Reasonable Doubt: Wanted or not, change happens
Published 12:00 am Sunday, March 23, 2008
Maybe Rip van Winkle didn’t sleep for 20 years. Maybe it just felt that way, for him and a lot of other people.
Washington Irving wrote that classic story in 1819, a time of rapid change in America. But he set it a few years earlier, and had Rip sleep through the American Revolution. When he emerged from his nap in the Catskills, he was astonished to find how much everything had changed; for anyone who’d been gone for a while, the “new America” must have seemed like a strange dream.
The idea wasn’t all Irving’s, of course. He drew on centuries of traditional tales about people who slept for years – decades, sometimes – to find a changed world upon awakening.
Together they express a common theme in the human experience. We tend to be uncomfortable with change, often preferring an unpleasant present to the unknown.
Nevertheless, the future always comes at us faster than expected. Sometimes its speed just shows up the hollowness of whatever system has been overturned, like the collapse of Russia’s Romanov dynasty in 1917. Just six years before, Czar Nicholas II had celebrated his family’s 300th anniversary in power, and saw no reason it shouldn’t continue forever.
Signs of that decay were hidden, even to those who were looking for them. Just weeks before the Russian Revolution, Lenin was writing that the Romanovs would endure for years. But he took his chance when he saw it.
Sometimes, however, change is a matter of perception rather than reality. We’ve all heard repeatedly that on Sept. 11, 2001, “the world changed. Everything changed.”
Well, not really. Osama bin Laden hated us just as much on Sept. 10 as he did Sept. 12. Terrorism was nothing new; England had endured decades of IRA bombs, and France had many years’ experience of the same from right-wing and left-wing over its colonization of Algeria. The same could be said of any number of countries. We just woke up to how things have been in the rest of the world for a very long time.
Yet no matter how good or bad any situation is, it won’t last forever. One of the main concepts in Buddhism is impermanence, stressing that everything – every situation and institution, not just every individual – will eventually pass away.

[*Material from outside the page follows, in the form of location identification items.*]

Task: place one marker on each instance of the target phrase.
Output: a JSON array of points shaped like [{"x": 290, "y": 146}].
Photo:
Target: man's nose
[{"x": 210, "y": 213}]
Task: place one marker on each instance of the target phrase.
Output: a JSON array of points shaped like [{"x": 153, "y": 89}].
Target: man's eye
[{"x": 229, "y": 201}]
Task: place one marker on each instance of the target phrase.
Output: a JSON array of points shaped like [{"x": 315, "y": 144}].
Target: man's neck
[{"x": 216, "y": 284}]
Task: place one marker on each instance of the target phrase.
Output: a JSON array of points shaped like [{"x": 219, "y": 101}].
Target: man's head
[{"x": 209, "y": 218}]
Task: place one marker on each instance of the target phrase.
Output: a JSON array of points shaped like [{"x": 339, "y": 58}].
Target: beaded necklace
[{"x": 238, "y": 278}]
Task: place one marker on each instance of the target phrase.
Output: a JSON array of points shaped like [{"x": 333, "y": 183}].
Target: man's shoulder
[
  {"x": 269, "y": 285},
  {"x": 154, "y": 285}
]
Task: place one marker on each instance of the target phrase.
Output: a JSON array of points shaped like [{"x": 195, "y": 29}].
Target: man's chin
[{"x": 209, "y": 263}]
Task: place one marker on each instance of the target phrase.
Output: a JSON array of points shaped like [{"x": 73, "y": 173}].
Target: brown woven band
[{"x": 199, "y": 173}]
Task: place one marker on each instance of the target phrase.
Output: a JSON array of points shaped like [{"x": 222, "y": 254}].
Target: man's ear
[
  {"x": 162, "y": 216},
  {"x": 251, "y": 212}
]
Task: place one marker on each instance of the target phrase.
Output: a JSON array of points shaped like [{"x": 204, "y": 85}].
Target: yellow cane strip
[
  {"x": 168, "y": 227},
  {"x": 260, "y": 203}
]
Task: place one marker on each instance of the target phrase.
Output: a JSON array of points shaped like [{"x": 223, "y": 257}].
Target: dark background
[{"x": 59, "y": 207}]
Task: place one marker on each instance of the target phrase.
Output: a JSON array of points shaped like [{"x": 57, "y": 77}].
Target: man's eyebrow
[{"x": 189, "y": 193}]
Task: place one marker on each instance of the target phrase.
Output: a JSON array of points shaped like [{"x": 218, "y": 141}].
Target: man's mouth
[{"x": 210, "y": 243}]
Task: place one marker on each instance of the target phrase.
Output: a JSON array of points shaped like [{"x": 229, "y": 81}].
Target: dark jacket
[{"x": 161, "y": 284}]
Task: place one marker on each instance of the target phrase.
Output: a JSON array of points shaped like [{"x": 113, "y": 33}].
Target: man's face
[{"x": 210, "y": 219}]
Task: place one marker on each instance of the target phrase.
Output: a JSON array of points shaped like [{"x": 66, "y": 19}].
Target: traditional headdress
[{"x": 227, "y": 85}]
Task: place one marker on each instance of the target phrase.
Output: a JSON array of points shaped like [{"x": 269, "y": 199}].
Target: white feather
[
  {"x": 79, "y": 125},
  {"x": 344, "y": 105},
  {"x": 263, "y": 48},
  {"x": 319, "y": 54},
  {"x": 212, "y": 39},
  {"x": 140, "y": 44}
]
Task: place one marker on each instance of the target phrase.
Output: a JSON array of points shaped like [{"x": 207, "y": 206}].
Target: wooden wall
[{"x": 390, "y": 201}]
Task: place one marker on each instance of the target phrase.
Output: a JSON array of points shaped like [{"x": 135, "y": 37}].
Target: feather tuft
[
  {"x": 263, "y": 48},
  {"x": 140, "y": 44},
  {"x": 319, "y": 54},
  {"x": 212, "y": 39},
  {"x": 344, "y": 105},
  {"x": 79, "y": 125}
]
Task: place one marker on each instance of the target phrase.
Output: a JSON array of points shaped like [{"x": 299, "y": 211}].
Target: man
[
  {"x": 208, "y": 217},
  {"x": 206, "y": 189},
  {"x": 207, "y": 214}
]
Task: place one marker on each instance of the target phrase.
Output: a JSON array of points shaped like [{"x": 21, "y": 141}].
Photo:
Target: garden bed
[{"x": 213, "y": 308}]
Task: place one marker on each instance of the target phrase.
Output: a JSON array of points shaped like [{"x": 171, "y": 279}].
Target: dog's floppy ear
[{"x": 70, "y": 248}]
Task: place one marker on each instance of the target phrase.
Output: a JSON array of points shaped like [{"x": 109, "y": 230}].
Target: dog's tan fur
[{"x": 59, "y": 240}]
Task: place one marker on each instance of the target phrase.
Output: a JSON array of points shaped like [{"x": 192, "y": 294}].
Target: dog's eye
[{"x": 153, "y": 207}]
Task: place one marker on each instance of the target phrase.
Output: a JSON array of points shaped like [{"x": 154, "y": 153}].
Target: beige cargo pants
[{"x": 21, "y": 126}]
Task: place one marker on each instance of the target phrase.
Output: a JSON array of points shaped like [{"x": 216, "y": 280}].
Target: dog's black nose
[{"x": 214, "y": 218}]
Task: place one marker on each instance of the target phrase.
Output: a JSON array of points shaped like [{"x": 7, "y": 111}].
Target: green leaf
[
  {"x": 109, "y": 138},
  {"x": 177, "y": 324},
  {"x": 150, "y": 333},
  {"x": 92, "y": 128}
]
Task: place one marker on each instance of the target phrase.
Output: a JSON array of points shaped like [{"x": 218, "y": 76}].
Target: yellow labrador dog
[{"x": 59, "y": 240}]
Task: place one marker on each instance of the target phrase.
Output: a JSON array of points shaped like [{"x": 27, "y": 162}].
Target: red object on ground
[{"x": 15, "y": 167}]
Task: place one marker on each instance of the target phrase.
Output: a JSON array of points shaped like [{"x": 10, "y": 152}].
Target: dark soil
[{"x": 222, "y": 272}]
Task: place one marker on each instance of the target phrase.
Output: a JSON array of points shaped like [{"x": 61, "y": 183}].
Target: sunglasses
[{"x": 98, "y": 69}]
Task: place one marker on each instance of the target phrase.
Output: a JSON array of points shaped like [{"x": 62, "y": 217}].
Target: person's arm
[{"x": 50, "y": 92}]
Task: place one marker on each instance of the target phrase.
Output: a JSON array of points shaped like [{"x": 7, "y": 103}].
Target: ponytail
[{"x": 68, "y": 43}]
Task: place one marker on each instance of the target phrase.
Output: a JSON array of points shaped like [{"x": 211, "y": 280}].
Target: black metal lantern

That’s not necessarily a depressing idea, as noted by someone Gaylon Ferguson quotes in the essay collection “Mindful Politics.” In talking about Buddhist hopes for political change, Ferguson’s friend, Al, points out that when Rosa Parks refused to get up from her bus seat, no one could have predicted the energy that would soon be unleashed to fuel the Civil Rights movement, and the relative speed with which that changed America; laws and attitudes which had endured for 400 years retreated rapidly in less than two decades. Who would have believed that the Berlin Wall would collapse without bloodshed, Al asked. Yet it happened four years after Mikhail Gorbachev took over, and only two years before the Soviet Union just … disappeared.
The next big societal shift, I think, is under way, even if its outcome is not entirely clear. We’re now talking about gay rights in ways that would have been unbelievable to a Rip van Winkle from 1988. Then, would a serious public debate on the legality of same-sex marriage have been possible? Asked then, even gay rights activists would probably have put that many more years down the road.
Change is always more rapid in the political world anyway, with unpredictability being the only predictable factor. How many candidates for office have we seen go from “serious momentum” one week to self-destruction the next? And that doesn’t change once an office is secured – it’s never secure. Look how quickly Eliot Spitzer, crusading governor of New York, was tripped by a large bank transaction and his tryst with a Girl Gone Wild.
Though in – I hope – very different ways, Bowling Green faces big changes, too. The area’s population is still rising rapidly and becoming more diverse, and I think each step in those directions accelerates the next step. Whatever comes out of downtown redevelopment plans, it’s certain to be very different from the city center that we’ve known for the last few decades, and the impact of the nationwide economic downturn has yet to fully break here.
On the other hand, some expected changes don’t come off, no matter how much we may try to make them happen or believe they will. Remember all the flap less than a decade ago over “Y2K?” Jetliners would fall from the sky, antibiotics would disappear, our utility bills would all be inaccurate, the biblical End Times were upon us and only an army of overweight accountants in Rambo gear would save us from the radioactive hordes. Somehow I slept through all of that.
While some may have been disappointed at the world’s failure to end, I imagine that on the whole feelings were mixed. Thus far, not one prophecy of The End Of Everything has come to pass. If one did, I missed it.
But who knows what’s next? Anyone expecting to see change coming might heed the words of Gen. John Sedgwick. Commanding Union troops at the battle of Spotsylvania Court House, he climbed atop a trench to peer out at distant Confederate lines. He reassured his nervous aides. “Don’t worry,” Sedgwick said.
“They couldn’t hit an elephant at this dist -.”